Wound closure, visual scar assessment, and viscoelastic analyses

Wounds were monitored photographically at each dressing change. Days to wound closure, defined as complete re-epithelialization without open wound area, were determined for each wound based on gross photographic assessment. Quantification of scar metrics were performed using a Visual Analog Scale (VAS) for five components (vascularity, pigmentation, observer comfort, acceptability, and contour) by a panel of four blinded scar experts. Total scores are calculated as a composite of all five scores; lower scores indicate improved scar appearance. A cutometer (Dual MPA 580, Courage + Khazaka Electronic, Köln, Germany) was used to evaluate the firmness and elasticity of the healing wounds at POD 60. Cutometer assessment is the gold standard to measure viscoelasticity in human patients. The cutometer measures the vertical deformation of the skin surface by applying negative pressure (suction) through a small circular diameter (8 mm probe). Deformation (suction) for two seconds followed by two seconds of relaxation (no suction) was applied three times and averaged. The elasticity ratio (ability for tissue to return back to original setpoint) was measured during the relaxation period (R2 metric)75.

Histological analysis of collagen architecture

Specimens were harvested from the center of each wound at intermediate timepoints and at the end of the study, fixed in 4% paraformaldehyde, dehydrated, and then paraffin embedded. Masson’s Trichrome staining and Picrosirius Red staining were performed. Picrosirius Red-stained images were captured using polarized light microscopy (Leica DM5000 B upright microscope). Analysis of fiber alignment was performed on Picrosirius Red-stained images at ×40 magnification using the custom software MatFiber, an intensity-gradient-detection algorithm we have previously used to analyze overall alignment of collagen fibers and stress fibers from multiple samples25,26 as well as the open-source package CurveAlign27 (Fig. 2, Supplementary Fig. 2). The mean vector length (MVL) represents the strength of alignment and ranges from a value of 0 (completely random fiber alignment) to 1 (completely aligned fibers). The overall strength of alignment of the fibers were calculated following methodology previously published26. Quantification of individual collagen fiber parameters was performed using CT-FIRE (http://loci.wisc.edu/software/ctfire)27,76. CT-FIRE analyzes individual fiber metrics such as length, width, angle, curvature, localized fiber density, and the spatial relationship between fiber and the associated boundary. The average fiber parameters for each sample were used for statistical analysis.

Statistical analyses

Statistical analysis was performed in Prism8 (GraphPad, San Diego, California) using paired or unpaired Student’s t-tests, as well as one-way or two-way analysis of variance (ANOVA) with Tukey’s multiple comparisons test. Data are presented as means ± SEM. P values of p < 0.05 were considered statistically significant. Principal component analysis (PCA) of fiber parameters was performed with centering to mean zero and scaling to unit variance using the prcomp function in R. Plots were generated with 95% confidence intervals using the ggbiplot and pca3d packages.

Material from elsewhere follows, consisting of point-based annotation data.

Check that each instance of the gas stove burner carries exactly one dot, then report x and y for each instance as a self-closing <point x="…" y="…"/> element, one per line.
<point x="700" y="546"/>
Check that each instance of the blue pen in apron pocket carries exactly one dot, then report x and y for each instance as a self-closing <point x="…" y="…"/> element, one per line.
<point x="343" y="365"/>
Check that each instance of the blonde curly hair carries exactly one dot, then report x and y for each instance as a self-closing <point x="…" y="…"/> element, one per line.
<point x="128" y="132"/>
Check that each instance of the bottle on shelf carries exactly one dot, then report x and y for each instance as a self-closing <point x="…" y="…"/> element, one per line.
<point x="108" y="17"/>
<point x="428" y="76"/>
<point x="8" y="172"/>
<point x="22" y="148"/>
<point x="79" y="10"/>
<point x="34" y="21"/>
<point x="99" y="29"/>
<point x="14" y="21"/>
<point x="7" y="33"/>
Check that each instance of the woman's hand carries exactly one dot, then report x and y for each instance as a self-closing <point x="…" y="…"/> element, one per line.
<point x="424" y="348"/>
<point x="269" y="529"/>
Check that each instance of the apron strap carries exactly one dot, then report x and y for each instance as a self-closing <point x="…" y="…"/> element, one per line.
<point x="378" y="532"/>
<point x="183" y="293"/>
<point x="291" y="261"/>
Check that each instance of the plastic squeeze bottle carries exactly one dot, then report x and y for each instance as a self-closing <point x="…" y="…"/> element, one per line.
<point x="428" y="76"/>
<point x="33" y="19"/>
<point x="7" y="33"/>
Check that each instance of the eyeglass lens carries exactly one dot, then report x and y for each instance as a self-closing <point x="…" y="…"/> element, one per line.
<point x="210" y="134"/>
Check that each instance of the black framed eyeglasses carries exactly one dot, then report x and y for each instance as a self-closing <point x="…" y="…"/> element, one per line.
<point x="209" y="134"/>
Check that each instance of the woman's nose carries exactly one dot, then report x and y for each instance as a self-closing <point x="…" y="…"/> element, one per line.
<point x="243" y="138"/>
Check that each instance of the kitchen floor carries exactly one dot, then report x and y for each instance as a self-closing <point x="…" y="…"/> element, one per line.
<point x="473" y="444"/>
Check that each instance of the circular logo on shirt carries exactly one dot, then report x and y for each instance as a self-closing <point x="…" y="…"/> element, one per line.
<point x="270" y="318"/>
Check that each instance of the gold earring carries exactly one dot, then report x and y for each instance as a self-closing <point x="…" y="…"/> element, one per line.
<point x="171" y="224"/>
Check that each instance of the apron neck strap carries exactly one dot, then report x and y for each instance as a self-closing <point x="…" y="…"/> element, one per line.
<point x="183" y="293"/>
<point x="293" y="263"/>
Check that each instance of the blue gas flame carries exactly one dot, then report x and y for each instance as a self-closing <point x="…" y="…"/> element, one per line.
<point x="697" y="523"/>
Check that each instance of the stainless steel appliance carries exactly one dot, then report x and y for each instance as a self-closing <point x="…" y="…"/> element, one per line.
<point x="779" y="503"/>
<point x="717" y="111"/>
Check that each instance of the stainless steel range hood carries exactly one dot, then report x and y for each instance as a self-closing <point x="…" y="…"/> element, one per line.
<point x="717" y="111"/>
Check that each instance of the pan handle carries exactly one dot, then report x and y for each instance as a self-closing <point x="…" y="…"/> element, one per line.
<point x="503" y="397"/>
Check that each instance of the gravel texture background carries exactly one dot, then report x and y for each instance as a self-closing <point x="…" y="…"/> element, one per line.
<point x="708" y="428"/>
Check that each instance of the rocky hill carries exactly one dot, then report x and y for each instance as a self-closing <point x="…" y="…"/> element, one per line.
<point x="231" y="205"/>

Implantation toxicity tests

The pig was anesthetized with 2% isoflurane delivered at a rate of 2 L/min through a fitted nose cone. Control of pain was achieved by intramuscular administration of caprofen administered prior to surgery with a second dose given at 24 h and then every 24 h as needed. The dorsal neck was prepped and draped in the usual sterile fashion using chlorhexidine. Lidocaine 2% with epinephrine will be utilized to provide local anesthesia to the dorsal neck of the pig. Using a 15 blade scalpel, a 2–3 cm incision was made subcutaneously. Metzenbaum scissors were used to dissect a subcutaneous pocket away from the incision 2 × 2 cm in size. A piece of prewet FAK inhibitor hydrogel 2 × 2 cm or smaller in size was carefully inserted into the subcutaneous pocket. Hemostasis was ensured. The deep dermal layer was closed with 4-0 vicryl suture using buried simple interrupted sutures. The skin was closed using 5-0 monocryl suture in a running subcuticular fashion. Dermabond skin glue was used to seal the incision. The skin was cleaned with wet and dry gauze and a sterile occlusive dressing was placed over the wound. The pig was monitored carefully in the postoperative period. The implanted hydrogel was kept for up to 4 weeks and local parameters (edema, erythema, bleeding, skin peeling or ulcers) were monitored daily. After 4 weeks, we obtained an excisional 8 mm tissue specimen using a biopsy tool.

Immunofluorescent staining

Immunofluorescent staining was performed using primary antibodies targeting EGR1 (1:100 dilution; ThermoFisher, PA5-83115), MFGE8 (1:100 dilution; ThermoFisher, PA5-82036), MMP1 (1:100 dilution; Abcam, ab52631), α-smooth muscle actin (1:200 dilution; Abcam, ab5694), YAP (1:100 dilution; CellSignaling, 14074 S), and Perilipin-1 (1:100 dilution; Abcam, ab172907). The percentage of fluorescent area was quantified using custom a MATLAB image processing code written by the authors and previously published26. All histology and immunofluorescent images shown are representative images of multiple experiments.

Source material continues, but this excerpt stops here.